CLEARWATER — A mentally ill man pleaded guilty this morning to trying to kill a black city employee three years ago while yelling a racial epithet, on the condition he doesn’t spend more than 20 years in prison.
Gerald Prebe, a 38-year-old design school dropout who is bipolar, was charged with attempted murder and leaving the scene of a crash involving injury after he rammed his Nissan pickup into Terry Butler, who he didn’t know, on April 28, 2011.
At the time, Butler, now 54, was taking a break from his job with Clearwater’s traffic and engineering department when the Nissan pinned him against his own pickup, a Ford, on a city street. Butler suffered leg and back injuries, and eventually had to retire on a disability pension.

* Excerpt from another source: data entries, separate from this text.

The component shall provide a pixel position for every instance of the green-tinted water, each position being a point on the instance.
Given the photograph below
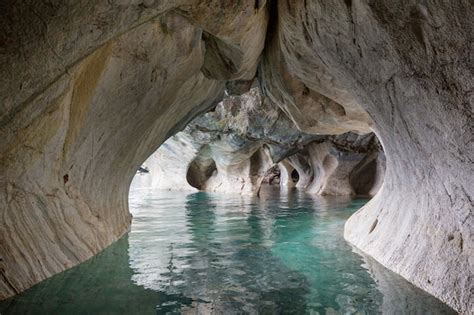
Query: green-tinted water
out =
(205, 253)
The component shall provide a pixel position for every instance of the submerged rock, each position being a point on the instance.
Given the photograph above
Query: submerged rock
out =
(89, 91)
(232, 148)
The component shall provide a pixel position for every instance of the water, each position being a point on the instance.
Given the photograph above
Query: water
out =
(200, 253)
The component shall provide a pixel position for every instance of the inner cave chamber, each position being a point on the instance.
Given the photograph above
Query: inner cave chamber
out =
(358, 97)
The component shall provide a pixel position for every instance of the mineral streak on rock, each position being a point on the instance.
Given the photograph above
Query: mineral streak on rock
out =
(89, 90)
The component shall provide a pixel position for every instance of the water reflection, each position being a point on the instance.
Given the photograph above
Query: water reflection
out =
(225, 254)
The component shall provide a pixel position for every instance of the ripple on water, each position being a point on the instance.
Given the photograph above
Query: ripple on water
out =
(227, 254)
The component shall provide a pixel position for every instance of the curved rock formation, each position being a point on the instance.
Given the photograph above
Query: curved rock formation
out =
(87, 94)
(88, 91)
(408, 67)
(231, 148)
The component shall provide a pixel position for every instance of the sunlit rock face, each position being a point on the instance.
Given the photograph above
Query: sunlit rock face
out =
(231, 149)
(407, 66)
(87, 93)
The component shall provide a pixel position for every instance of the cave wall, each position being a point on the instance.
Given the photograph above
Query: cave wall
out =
(88, 92)
(408, 66)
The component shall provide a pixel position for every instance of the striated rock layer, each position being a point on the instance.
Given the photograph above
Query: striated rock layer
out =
(409, 67)
(233, 147)
(89, 90)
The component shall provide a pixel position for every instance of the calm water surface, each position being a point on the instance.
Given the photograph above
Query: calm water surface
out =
(201, 253)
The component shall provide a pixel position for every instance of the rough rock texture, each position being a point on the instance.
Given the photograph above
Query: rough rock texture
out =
(410, 67)
(229, 149)
(88, 91)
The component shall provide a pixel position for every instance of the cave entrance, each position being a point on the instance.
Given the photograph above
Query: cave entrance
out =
(295, 176)
(272, 176)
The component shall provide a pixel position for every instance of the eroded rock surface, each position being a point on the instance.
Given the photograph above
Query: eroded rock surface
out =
(231, 149)
(89, 90)
(409, 66)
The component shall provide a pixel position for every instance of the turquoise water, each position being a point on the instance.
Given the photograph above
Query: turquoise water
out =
(200, 253)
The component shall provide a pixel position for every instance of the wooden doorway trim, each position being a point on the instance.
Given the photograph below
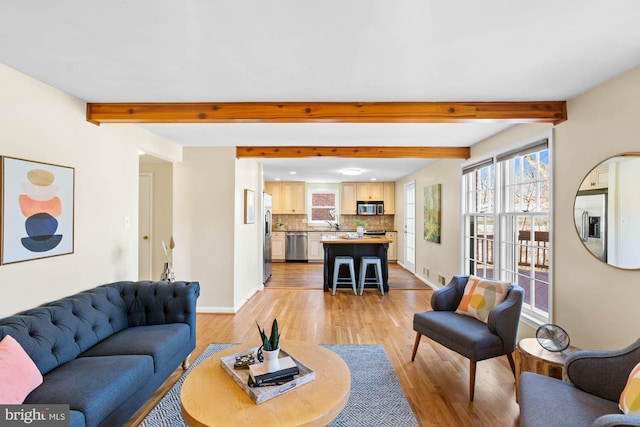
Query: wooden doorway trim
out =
(328, 112)
(355, 152)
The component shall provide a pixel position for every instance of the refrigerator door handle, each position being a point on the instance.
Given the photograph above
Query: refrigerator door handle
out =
(584, 232)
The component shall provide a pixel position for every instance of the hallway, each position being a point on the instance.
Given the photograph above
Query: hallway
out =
(302, 275)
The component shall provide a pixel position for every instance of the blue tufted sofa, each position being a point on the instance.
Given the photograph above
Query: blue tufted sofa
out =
(106, 350)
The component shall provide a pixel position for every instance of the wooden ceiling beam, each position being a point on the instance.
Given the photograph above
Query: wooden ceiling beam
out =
(328, 112)
(353, 152)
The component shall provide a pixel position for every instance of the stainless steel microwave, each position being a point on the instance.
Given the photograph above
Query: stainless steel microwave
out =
(370, 208)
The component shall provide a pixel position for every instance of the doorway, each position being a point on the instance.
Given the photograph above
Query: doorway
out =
(145, 197)
(410, 226)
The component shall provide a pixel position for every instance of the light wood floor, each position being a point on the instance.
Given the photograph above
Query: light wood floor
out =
(436, 384)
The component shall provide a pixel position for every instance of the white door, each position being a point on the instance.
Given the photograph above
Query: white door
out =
(410, 226)
(144, 226)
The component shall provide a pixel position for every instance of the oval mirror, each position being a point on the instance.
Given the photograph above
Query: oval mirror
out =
(607, 211)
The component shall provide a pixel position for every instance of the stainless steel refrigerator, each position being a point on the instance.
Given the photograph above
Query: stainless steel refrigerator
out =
(590, 211)
(266, 207)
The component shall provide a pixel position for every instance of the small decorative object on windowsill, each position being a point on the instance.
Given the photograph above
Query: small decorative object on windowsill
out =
(167, 271)
(269, 351)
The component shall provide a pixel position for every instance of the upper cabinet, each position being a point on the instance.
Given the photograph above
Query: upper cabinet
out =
(352, 192)
(389, 198)
(348, 198)
(288, 197)
(369, 191)
(275, 189)
(598, 178)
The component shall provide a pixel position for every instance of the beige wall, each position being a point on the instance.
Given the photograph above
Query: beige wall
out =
(595, 303)
(213, 245)
(43, 124)
(438, 258)
(162, 211)
(248, 237)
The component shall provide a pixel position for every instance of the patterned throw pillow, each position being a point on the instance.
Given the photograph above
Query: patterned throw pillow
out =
(630, 397)
(481, 296)
(18, 372)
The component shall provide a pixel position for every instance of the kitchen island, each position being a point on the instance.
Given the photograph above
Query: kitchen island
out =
(355, 248)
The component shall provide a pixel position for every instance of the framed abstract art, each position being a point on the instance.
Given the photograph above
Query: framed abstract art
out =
(37, 207)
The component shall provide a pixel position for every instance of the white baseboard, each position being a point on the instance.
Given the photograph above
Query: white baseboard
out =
(230, 310)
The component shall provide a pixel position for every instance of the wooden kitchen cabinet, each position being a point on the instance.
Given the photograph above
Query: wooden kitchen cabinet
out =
(278, 240)
(275, 189)
(389, 197)
(348, 198)
(369, 191)
(287, 197)
(392, 252)
(315, 252)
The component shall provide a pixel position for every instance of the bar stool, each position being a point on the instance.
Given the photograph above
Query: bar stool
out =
(365, 262)
(340, 261)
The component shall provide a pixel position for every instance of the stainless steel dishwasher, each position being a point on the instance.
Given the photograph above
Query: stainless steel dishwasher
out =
(296, 246)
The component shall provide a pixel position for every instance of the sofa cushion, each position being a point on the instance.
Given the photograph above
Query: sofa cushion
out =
(19, 375)
(630, 397)
(95, 386)
(59, 331)
(561, 403)
(481, 296)
(161, 342)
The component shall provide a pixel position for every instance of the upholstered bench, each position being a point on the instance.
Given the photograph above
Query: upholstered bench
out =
(106, 350)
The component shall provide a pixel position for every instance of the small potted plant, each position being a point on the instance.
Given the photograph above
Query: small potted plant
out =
(270, 347)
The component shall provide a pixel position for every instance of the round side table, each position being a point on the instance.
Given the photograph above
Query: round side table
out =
(531, 357)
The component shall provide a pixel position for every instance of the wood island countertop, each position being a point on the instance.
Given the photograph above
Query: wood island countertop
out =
(359, 241)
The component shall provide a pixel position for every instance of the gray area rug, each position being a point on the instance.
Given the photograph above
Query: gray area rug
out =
(376, 397)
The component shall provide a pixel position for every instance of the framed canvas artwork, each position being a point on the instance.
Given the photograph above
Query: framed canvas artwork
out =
(37, 207)
(249, 206)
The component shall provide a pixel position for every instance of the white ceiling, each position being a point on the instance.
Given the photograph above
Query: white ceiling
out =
(294, 50)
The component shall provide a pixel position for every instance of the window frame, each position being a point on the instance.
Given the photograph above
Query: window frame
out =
(322, 190)
(505, 264)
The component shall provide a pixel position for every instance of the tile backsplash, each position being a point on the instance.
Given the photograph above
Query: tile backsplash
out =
(347, 222)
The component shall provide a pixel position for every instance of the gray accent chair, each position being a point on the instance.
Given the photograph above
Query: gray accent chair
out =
(588, 396)
(466, 335)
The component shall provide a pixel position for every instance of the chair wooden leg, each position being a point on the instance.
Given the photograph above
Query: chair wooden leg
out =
(415, 346)
(472, 379)
(512, 364)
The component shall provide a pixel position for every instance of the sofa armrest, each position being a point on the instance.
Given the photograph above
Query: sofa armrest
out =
(448, 298)
(504, 319)
(616, 420)
(602, 373)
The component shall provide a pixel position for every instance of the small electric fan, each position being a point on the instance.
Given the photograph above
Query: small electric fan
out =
(552, 337)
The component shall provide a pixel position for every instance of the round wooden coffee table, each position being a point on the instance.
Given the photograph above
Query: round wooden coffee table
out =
(210, 397)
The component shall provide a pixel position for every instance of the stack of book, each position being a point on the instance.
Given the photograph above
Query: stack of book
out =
(259, 377)
(291, 375)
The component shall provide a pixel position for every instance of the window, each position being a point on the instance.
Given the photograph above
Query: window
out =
(323, 206)
(512, 191)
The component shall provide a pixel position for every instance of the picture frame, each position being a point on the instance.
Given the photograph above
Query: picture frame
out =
(432, 213)
(37, 206)
(249, 206)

Prebe, who had his wife and son with him at the time of the crime, drove off afterward and went to his sister’s house.
Bjorn Brunvand, one of Prebe’s defense attorneys, told Pinellas Circuit Judge Joseph Bulone this morning that at the time he ran into Butler, Prebe thought terrorists were following him.
If convicted by a jury, Prebe could have been sent to prison for a maximum of 35 years, which was the sentence preferred by Butler, Assistant State Attorney Christopher Ballard said in court.
But prosecutors had long had a different offer on the table — a 20-year sentence, followed by 10 years probation.
Brunvand wanted a significantly shorter prison sentence for his client in exchange for a plea — 8 1/2 to 10 years in prison.
Ballard persuaded Butler to accept a 20-year cap, meaning Prebe can’t be sentenced to more than that amount when Bulone decides what punishment to mete out on March 21.
“It’s reasonable,” Butler said of the arrangement.